Until 1880 Houston had a smaller Jewish population than Galveston Island, then the cultural center of the state. In 1844, the first Jewish cemetery in Houston was established. In 1850, the Jewish community in Houston had 17 adults and in 1854, the Orthodox Beth Israel Congregation opened in a former house that had been converted to a synagogue. By 1860 the number of Jewish adults grew to 68, and that year there were 40 Jewish children. In the 19th Century the Jewish population moved into the First and Second wards and later settled in the Third Ward.

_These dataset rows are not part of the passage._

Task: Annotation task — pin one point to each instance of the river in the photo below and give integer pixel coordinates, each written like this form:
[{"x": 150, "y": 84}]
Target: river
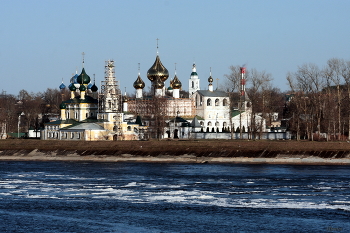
[{"x": 168, "y": 197}]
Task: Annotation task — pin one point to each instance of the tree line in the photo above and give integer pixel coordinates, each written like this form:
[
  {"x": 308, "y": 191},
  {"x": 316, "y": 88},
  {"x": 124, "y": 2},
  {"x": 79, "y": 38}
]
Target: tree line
[{"x": 315, "y": 108}]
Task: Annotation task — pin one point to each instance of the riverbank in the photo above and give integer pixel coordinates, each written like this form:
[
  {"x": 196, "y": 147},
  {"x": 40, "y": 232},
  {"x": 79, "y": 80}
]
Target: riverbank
[{"x": 201, "y": 151}]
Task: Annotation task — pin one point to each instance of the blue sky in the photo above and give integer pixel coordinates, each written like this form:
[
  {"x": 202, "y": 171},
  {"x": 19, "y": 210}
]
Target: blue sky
[{"x": 42, "y": 41}]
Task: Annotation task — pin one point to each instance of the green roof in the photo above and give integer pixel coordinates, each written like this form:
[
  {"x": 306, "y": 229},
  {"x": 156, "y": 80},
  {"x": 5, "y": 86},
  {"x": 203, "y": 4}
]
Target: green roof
[{"x": 236, "y": 113}]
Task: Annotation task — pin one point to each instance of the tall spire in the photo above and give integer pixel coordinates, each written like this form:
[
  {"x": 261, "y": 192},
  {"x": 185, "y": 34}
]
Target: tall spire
[{"x": 83, "y": 54}]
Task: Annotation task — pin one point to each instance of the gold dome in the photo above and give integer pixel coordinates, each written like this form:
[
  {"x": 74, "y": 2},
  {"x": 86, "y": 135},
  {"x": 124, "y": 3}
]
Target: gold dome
[
  {"x": 139, "y": 84},
  {"x": 157, "y": 71},
  {"x": 176, "y": 84}
]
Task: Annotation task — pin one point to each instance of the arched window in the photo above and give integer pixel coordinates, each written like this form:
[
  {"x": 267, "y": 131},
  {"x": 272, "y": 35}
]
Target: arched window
[{"x": 209, "y": 102}]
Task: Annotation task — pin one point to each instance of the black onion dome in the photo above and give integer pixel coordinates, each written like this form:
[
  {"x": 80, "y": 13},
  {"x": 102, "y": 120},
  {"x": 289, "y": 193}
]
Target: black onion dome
[
  {"x": 159, "y": 84},
  {"x": 210, "y": 79},
  {"x": 176, "y": 84},
  {"x": 82, "y": 87},
  {"x": 157, "y": 71},
  {"x": 63, "y": 105},
  {"x": 62, "y": 86},
  {"x": 139, "y": 84},
  {"x": 83, "y": 78},
  {"x": 125, "y": 98},
  {"x": 72, "y": 87},
  {"x": 94, "y": 88}
]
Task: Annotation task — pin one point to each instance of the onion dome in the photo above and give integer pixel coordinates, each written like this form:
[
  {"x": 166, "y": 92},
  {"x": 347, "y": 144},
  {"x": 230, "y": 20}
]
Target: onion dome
[
  {"x": 63, "y": 105},
  {"x": 83, "y": 77},
  {"x": 139, "y": 84},
  {"x": 82, "y": 87},
  {"x": 125, "y": 98},
  {"x": 157, "y": 71},
  {"x": 94, "y": 88},
  {"x": 210, "y": 79},
  {"x": 176, "y": 84},
  {"x": 72, "y": 87},
  {"x": 194, "y": 71},
  {"x": 158, "y": 84},
  {"x": 74, "y": 79},
  {"x": 62, "y": 86}
]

Congregation Beth Israel was first established in a frame building on LaBranch Street near the Third Ward settlement. In the 19th Century the Franklin and Navigation area in the Fifth Ward and the area around Washington and Houston street in the Sixth Ward received Jewish settlers from Eastern Europe. As of around 1987 the areas in the historic Fifth and Sixth Wards no longer have significant Jewish populations. Roselyn Bell, author of the "Houston" entry in The Jewish Traveler: Hadassah Magazine's Guide to the World's Jewish Communities and Sights, wrote that the Houston Jewish community was "much more shtetl-like than it is today".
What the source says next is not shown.